I write this thinking of my own numbered days. I would love to live for millennia, a bionic man not much more than a nourished brain with my present capacity for consciousness and memory, encapsulated within a robotic exoskeleton free to walk and observe the Earth, as species come and go, as continents collide and part, and mountain ranges rise and fall. I would love to see what comes with space travel, as we leave the Earth to populate other planets and mine rocks elsewhere in our solar system. I do hope we save the Earth from ourselves.

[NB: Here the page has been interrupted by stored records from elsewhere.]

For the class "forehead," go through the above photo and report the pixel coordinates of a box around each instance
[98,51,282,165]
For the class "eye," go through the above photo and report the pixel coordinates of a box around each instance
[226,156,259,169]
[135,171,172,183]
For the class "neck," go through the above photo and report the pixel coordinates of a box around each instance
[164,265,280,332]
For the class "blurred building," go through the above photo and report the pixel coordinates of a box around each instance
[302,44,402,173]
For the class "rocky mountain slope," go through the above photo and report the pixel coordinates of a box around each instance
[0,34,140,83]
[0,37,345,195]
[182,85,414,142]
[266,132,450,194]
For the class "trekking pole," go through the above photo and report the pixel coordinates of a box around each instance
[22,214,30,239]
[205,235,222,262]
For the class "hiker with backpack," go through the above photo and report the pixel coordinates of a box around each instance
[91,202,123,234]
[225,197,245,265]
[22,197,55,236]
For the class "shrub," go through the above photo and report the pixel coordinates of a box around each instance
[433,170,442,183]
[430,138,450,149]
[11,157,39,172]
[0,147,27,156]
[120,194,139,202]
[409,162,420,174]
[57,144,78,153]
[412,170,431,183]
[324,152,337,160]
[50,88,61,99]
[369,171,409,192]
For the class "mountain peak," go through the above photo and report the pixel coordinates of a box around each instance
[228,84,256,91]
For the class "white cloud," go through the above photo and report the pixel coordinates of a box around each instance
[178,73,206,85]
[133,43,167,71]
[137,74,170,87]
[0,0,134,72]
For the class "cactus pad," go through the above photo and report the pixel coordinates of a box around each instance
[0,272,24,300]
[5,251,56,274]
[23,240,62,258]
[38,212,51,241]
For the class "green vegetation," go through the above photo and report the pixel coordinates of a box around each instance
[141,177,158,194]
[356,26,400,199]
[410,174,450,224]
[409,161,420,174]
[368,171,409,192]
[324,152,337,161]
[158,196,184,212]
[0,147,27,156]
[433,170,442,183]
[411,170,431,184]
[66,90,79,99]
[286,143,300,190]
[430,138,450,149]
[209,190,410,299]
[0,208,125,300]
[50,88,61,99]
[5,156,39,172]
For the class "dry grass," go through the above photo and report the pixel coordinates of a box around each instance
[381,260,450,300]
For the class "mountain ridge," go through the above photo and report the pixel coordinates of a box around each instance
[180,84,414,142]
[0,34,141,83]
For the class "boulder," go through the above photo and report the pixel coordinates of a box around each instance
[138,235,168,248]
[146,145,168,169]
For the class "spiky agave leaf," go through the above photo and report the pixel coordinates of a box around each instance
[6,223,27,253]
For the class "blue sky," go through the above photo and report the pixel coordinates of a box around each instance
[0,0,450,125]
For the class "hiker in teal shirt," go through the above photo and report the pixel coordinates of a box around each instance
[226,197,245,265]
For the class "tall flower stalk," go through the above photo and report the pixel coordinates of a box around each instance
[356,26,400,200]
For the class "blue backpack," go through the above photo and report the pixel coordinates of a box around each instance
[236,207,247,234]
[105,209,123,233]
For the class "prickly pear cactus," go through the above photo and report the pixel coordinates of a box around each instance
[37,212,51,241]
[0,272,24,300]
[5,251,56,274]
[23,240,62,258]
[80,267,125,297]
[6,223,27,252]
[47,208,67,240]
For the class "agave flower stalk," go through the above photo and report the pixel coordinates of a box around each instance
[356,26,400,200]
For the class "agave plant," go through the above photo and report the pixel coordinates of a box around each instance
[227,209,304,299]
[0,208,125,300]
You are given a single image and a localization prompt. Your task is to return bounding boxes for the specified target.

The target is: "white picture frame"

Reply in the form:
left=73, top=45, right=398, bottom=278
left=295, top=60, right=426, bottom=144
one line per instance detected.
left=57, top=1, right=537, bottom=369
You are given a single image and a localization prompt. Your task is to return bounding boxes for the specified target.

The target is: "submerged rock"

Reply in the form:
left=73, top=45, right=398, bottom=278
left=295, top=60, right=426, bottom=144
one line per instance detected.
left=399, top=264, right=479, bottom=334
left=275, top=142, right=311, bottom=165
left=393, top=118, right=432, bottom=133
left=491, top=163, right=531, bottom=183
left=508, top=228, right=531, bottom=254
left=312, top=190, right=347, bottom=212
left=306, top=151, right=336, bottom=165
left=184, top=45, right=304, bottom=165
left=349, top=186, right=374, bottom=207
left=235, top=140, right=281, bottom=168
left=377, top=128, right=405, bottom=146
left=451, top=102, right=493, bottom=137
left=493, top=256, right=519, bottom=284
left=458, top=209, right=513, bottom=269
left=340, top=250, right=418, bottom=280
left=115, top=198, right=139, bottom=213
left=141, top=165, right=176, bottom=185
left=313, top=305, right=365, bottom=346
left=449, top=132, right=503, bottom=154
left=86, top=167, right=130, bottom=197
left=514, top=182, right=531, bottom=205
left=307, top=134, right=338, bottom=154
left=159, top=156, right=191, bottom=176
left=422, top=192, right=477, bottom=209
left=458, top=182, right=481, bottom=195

Of course, this dream of living on will not be realised, but I will continue to experience the world in some way. Following death, as in life, my atoms will pass into the world around me. I will be grass in fields where children run, trees beneath which lovers caress, and I will live as millions of animals yet to be born. I will become the best and worst of all you see around you, even unto the ground you walk upon. We are all amazing, as is the existence of everything we see and experience. We are all stardust and we are all connected to the level of our very atoms.
Dead? By definition, of course, and yet still with so much life to be, and on the most colossal scale. We can celebrate the positive memories, and be sad of a good friend no longer to share good times with, but what a life we can strive to live, what an understanding we can strive to have, and what a future all our atoms have yet to live! Knowing all this, perhaps the most absurd, contrived and misplaced statements we all hear of when a friend dies is this: rest in peace. No; not me! When I die my atoms will simply be more rapidly recycled into the universe than they were during life.
What counts most is of course how we live our lives. This abstract and artificial construct of the socially-accepted daily life is a bizarre façade, whilst our youth and happiness ebbs away into nothing. Our fantastic bodies seem to be nothing but a carcass to transport a 9-to-5 worker around until death. Some people fill their time with stresses of matters they cannot control, mistrust and worse towards those they do not know or understand, and consider greed and acquisition of material wealth to mean their carcass has done a good job. Everything struggles for life. Knowing this, we can perhaps appreciate how compassion, empathy and kindness are such important virtues.
We live in an age where every single job could be managed by machines, robots and artificial intelligence. We could have lives filled with leisure, with love, joy and happiness, but instead live as slaves to a system. Someday, people will look back on these times of endless wars, voluntary slavery, and environmental destruction, as a second Dark Age. In the meantime, we owe it to ourselves to seek out what brings us the greatest joy, happiness and love, and to fill our lives with it. Nobody can do it for us, although we might help those around us to achieve it for themselves. Life is so short, so precious, and so incredible - we were made from the stars and we carry atoms that were once in dinosaurs! We are all truly amazing, and our very existence is the evidence of this.
"Be humble for you are made of earth, be noble for you are made of stars."